One official argued that the camp was too extreme a measure because typhus had already spread to most major U.S. cities. So, El Paso officials decided to create a delousing plant at the Santa Fe International Bridge, where migrants were stripped naked, their belongings sprayed with gasoline, and their scalps examined for lice, the vectors of the typhus bacteria. In 1917 alone, approximately 127,000 Mexicans had to go through this demeaning process. In the El Paso County Jail, detainees were deloused and forced to take baths in kerosene and vinegar. Then tragedy struck when an official lit a match near a tub filled with the kerosene, setting off a raging fire in which 27 detainees, including 19 Mexicans, burned to death.
We no longer treat detained immigrants with flammable kerosene, but the safety of detainees remains a critical issue. Observers across the U.S. have raised the alarm about the dangers and high infection rates of COVID-19 in detention centers. As of May 29, according to local journalist Bob Moore, at least 122 detainees had tested positive for COVID-19 at the El Paso Processing Center and the nearby Otero County Processing Center in New Mexico.

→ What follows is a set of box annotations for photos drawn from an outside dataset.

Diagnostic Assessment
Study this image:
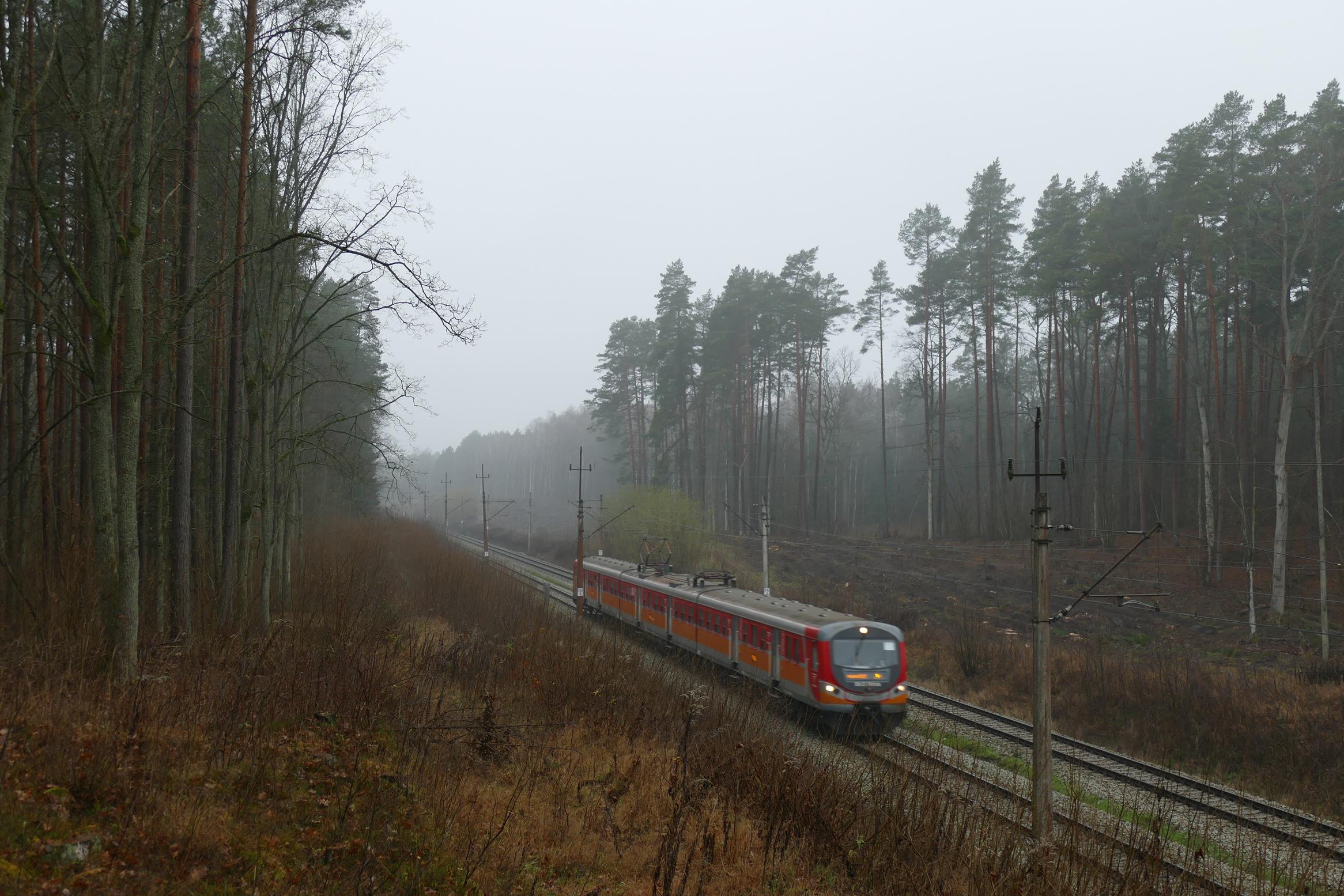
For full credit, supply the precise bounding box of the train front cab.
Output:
[808,622,908,729]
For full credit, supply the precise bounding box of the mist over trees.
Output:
[588,82,1344,610]
[0,0,477,678]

Although the El Paso County Court passed a resolution in April to release nonviolent migrant detainees from federal custody, the measure has not been implemented.
Local advocacy groups such as Las Americas Immigrant Advocacy Center and DMSC have spoken out for the migrants in detention centers in the U.S. and across the border in Ciudad Juárez. Public health experts have urged U.S officials that “rather than imposing a ban or suspension on people seeking protection from harm, U.S. authorities should use evidence-based public health measures to process asylum-seekers and other persons crossing the U.S. border.”

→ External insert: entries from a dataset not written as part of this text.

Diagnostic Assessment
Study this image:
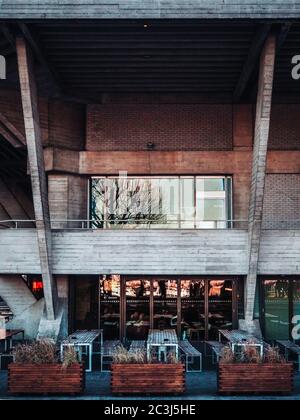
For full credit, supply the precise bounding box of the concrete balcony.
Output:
[0,228,300,275]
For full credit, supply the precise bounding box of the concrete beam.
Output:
[245,35,276,326]
[16,37,58,320]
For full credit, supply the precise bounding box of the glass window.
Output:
[90,177,232,229]
[208,280,233,340]
[75,277,99,330]
[181,280,205,341]
[126,279,151,340]
[264,279,290,341]
[196,178,228,229]
[153,280,178,329]
[293,280,300,344]
[100,275,121,340]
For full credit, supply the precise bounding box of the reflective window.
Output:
[100,275,121,340]
[153,280,178,329]
[181,280,205,341]
[126,279,151,340]
[264,279,290,341]
[208,280,233,340]
[90,177,232,229]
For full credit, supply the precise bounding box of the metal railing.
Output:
[0,219,300,230]
[0,219,248,230]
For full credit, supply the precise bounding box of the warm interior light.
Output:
[32,281,43,292]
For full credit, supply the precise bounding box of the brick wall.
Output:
[86,104,233,151]
[264,174,300,229]
[48,175,88,228]
[48,100,86,150]
[269,104,300,150]
[0,90,86,150]
[0,90,49,142]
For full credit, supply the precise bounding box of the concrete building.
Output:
[0,0,300,341]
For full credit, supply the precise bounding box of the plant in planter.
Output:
[111,347,185,395]
[218,343,294,394]
[8,341,85,395]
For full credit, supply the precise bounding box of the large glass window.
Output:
[100,276,121,340]
[90,176,232,229]
[126,279,151,340]
[208,280,233,340]
[153,280,178,330]
[181,280,206,341]
[263,279,290,341]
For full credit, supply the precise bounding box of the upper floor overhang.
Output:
[0,0,300,19]
[0,228,300,276]
[0,17,300,103]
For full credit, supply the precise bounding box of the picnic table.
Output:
[60,330,103,372]
[219,330,264,358]
[147,330,179,362]
[276,340,300,372]
[0,330,25,353]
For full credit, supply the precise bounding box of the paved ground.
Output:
[0,371,300,400]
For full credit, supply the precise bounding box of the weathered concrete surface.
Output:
[245,36,276,330]
[16,38,57,321]
[0,0,300,19]
[0,275,45,339]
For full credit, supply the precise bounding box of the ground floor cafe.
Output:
[69,275,300,344]
[0,275,300,398]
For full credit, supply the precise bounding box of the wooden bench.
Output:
[276,340,300,372]
[205,341,226,364]
[101,340,122,372]
[129,340,146,353]
[179,340,202,372]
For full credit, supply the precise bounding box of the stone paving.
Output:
[0,371,300,400]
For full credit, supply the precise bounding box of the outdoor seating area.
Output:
[0,329,300,395]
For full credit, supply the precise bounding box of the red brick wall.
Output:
[0,90,86,150]
[86,104,233,151]
[48,100,86,150]
[269,104,300,150]
[0,90,48,142]
[264,174,300,229]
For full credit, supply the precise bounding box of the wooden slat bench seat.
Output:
[179,340,202,372]
[276,340,300,372]
[129,340,146,353]
[205,341,225,363]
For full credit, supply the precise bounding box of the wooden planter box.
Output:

We must ensure that the health of everyone, including migrants, is prioritized and protected.
Not everyone agrees that asylum-seekers should be released into safer conditions, however. El Paso County Commissioner Carl Robinson believes a mass release could spread the virus to El Paso and other cities. Others have used the ongoing pandemic as an opportunity to frame migrants as vectors of disease: U.S. Sen. John Cornyn argued that “because we don’t have complete control of who comes across the southern border, I think there is a higher risk of somebody coming into the country who wittingly or unwittingly has the virus spreading it in the United States.” And while El Paso Mayor Dee Margo has not indulged in the racist rhetoric used by his predecessor, he has been largely absent from the conversation surrounding the safety of migrants.
The 1917 typhus outbreak did not have the same detrimental impact on the El Paso community as the coronavirus has had today. Only three people died in the city because of a typhus-related illness, and there have been great advancements in public health since the early 1900s.

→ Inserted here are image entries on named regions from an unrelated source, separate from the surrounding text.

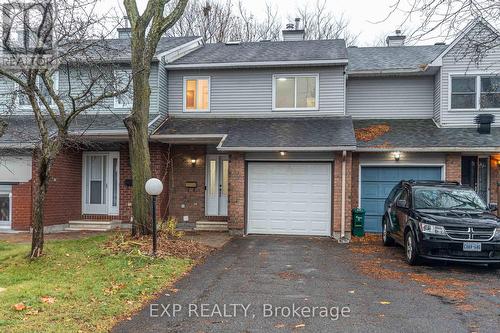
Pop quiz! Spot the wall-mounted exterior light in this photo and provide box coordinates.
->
[392,151,401,161]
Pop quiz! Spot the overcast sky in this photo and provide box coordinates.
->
[104,0,456,46]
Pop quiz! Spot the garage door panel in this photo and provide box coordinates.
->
[360,166,441,232]
[247,162,331,236]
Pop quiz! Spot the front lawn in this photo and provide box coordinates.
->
[0,235,193,332]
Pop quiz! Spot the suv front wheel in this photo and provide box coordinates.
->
[405,230,419,266]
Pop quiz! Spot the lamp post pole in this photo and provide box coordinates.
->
[145,178,163,257]
[151,195,156,257]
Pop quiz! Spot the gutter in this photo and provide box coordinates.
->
[356,146,500,153]
[165,59,347,69]
[339,150,348,243]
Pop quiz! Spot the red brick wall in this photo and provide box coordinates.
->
[228,153,246,232]
[333,152,353,234]
[490,155,500,216]
[168,145,206,222]
[446,153,462,182]
[12,181,32,230]
[39,150,82,226]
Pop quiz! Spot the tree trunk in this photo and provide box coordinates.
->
[124,66,151,236]
[30,154,52,259]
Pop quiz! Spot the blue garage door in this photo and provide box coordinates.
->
[361,167,441,232]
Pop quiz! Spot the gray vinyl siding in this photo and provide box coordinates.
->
[347,76,434,119]
[0,63,159,114]
[167,66,344,117]
[441,23,500,127]
[433,69,441,124]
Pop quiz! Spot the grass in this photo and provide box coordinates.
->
[0,235,193,333]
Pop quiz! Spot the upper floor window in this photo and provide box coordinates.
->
[273,74,319,110]
[480,76,500,109]
[184,77,210,112]
[450,75,500,110]
[17,72,59,108]
[114,69,134,109]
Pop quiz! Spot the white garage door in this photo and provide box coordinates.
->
[247,162,332,236]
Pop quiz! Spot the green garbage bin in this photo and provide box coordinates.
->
[352,208,366,237]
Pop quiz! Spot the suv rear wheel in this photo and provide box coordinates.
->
[405,230,419,266]
[382,216,394,246]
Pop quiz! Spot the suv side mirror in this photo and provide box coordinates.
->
[396,200,407,208]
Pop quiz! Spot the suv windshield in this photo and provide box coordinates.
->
[413,187,486,210]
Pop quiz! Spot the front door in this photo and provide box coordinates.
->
[462,156,490,203]
[83,152,120,215]
[205,155,229,216]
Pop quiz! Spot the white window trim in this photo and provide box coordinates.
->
[82,151,120,216]
[15,71,59,111]
[272,73,319,111]
[113,69,134,109]
[448,72,500,112]
[182,76,212,113]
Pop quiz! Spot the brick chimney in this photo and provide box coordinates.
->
[116,16,132,39]
[385,29,406,46]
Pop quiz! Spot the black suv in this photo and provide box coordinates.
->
[382,181,500,266]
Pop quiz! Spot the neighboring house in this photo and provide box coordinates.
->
[0,20,500,240]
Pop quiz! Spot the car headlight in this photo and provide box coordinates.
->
[419,222,446,235]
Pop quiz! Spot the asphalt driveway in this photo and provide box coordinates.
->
[114,236,500,332]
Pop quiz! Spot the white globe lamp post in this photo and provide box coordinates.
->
[145,178,163,256]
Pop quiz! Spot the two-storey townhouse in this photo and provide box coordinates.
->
[347,19,500,232]
[0,33,200,231]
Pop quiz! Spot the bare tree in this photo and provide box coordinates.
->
[297,0,359,45]
[0,0,129,258]
[379,0,500,63]
[124,0,188,235]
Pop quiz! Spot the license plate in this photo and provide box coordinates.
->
[464,242,481,252]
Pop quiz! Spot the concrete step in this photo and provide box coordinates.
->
[64,220,122,231]
[194,221,228,231]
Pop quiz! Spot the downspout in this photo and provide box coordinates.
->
[339,150,347,243]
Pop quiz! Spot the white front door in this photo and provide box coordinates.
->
[247,162,332,236]
[82,152,120,215]
[0,185,12,230]
[205,155,229,216]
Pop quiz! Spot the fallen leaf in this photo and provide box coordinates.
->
[12,303,26,311]
[40,296,56,304]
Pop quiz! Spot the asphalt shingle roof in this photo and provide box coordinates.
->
[0,113,160,145]
[353,119,500,149]
[155,117,356,150]
[347,45,447,73]
[171,39,347,65]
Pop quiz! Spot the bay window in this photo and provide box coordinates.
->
[273,74,319,110]
[480,76,500,109]
[184,77,210,112]
[450,75,500,110]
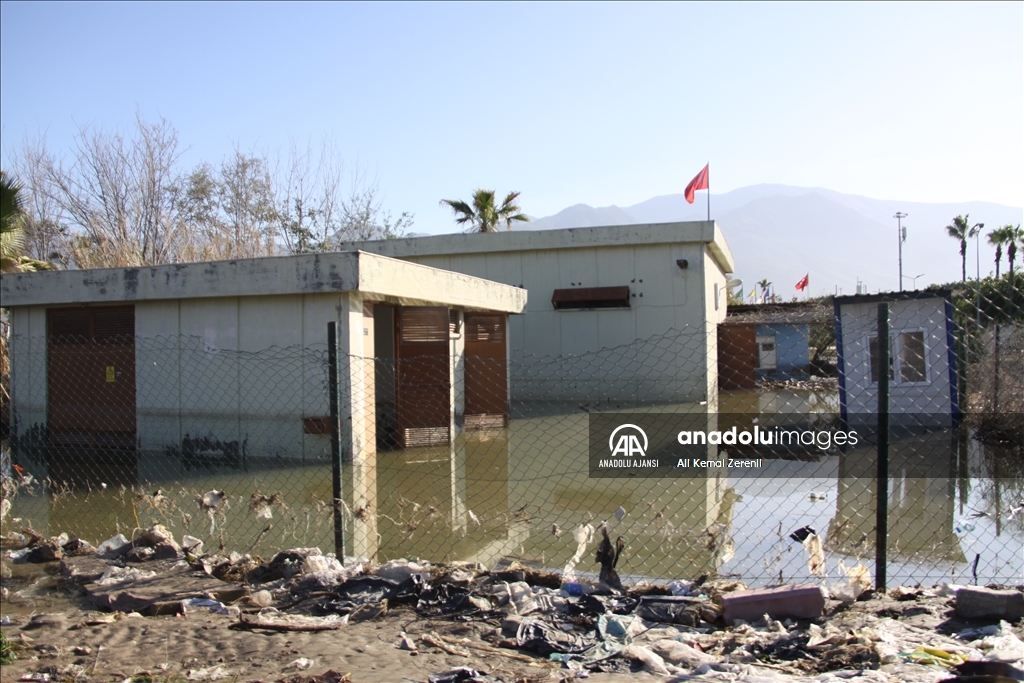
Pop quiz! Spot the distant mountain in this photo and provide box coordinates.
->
[516,204,637,230]
[516,184,1024,299]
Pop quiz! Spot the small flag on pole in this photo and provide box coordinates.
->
[683,164,710,204]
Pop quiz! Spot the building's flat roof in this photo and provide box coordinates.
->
[836,290,952,305]
[0,251,526,313]
[341,220,735,272]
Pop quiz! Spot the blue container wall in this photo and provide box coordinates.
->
[757,325,810,380]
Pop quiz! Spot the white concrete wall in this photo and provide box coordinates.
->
[395,243,726,401]
[841,298,950,415]
[10,308,47,446]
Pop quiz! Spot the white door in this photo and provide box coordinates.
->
[757,335,778,370]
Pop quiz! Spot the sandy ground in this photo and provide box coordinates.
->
[0,563,1024,683]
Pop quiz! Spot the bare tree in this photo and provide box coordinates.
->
[13,116,412,268]
[12,138,70,267]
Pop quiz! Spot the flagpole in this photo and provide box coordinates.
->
[708,160,711,220]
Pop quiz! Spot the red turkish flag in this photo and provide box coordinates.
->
[683,166,708,204]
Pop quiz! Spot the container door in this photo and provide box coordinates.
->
[395,306,452,449]
[47,306,135,447]
[465,313,509,429]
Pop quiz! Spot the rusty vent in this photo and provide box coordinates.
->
[399,306,450,343]
[551,286,630,310]
[402,427,451,449]
[92,307,135,344]
[466,313,505,343]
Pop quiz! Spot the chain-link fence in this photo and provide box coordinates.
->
[3,276,1024,585]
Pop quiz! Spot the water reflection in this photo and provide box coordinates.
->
[6,391,1024,584]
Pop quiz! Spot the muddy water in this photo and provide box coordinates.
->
[4,391,1024,585]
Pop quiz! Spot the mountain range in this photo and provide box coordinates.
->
[515,184,1024,300]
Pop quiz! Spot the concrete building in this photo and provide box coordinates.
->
[345,221,733,410]
[2,252,526,463]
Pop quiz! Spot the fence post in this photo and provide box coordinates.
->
[327,322,345,564]
[874,303,889,592]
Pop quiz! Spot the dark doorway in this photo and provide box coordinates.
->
[465,313,509,429]
[46,306,136,484]
[395,306,452,449]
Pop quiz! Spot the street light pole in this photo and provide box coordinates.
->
[906,273,925,292]
[893,211,907,292]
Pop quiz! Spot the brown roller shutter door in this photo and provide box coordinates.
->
[46,306,135,447]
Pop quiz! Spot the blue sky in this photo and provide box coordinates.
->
[0,2,1024,232]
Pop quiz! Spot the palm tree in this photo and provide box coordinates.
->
[988,225,1014,280]
[946,214,985,283]
[1002,225,1024,283]
[0,171,54,272]
[441,189,529,232]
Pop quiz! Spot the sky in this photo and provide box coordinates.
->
[0,2,1024,233]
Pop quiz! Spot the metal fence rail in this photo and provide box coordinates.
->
[3,287,1024,586]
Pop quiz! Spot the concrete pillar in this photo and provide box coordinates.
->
[449,310,467,536]
[338,292,379,559]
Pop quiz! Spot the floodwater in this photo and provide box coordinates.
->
[4,391,1024,585]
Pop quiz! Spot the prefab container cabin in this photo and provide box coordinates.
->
[835,290,959,427]
[346,221,733,410]
[2,252,526,480]
[718,302,833,389]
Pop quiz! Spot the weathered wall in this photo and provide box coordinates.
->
[346,221,733,401]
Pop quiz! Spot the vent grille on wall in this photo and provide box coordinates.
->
[402,427,450,449]
[466,313,505,342]
[399,306,451,343]
[551,286,630,310]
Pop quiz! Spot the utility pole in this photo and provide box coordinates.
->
[893,211,908,292]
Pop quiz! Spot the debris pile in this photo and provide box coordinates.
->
[2,525,1024,683]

Nevertheless, government officials on both sides of the border continue to revert to crueler forms of “treatment.” In addition to the U.S.’s punitive polices, now Mexican officials are building “sanitizing tunnels” for Americans crossing into Nogales, Mexico, from Arizona, one of the current hotspots for the virus. At least no one wears silk underwear to ward off infection.
History provides numerous and powerful cautionary tales, if we’re willing to listen. Then and now, migrants suffer the most from discriminatory policies. They suffer from the impacts of the virus itself as well as the xenophobic rhetoric that frames them as carriers of the disease rather than its victims. As our country continues to grapple with the coronavirus, we must ensure that the health of everyone, including migrants, is prioritized and protected.
Samantha Ortega is a junior studying history at Barnard College of Columbia University in New York City. She grew up in El Paso, Texas.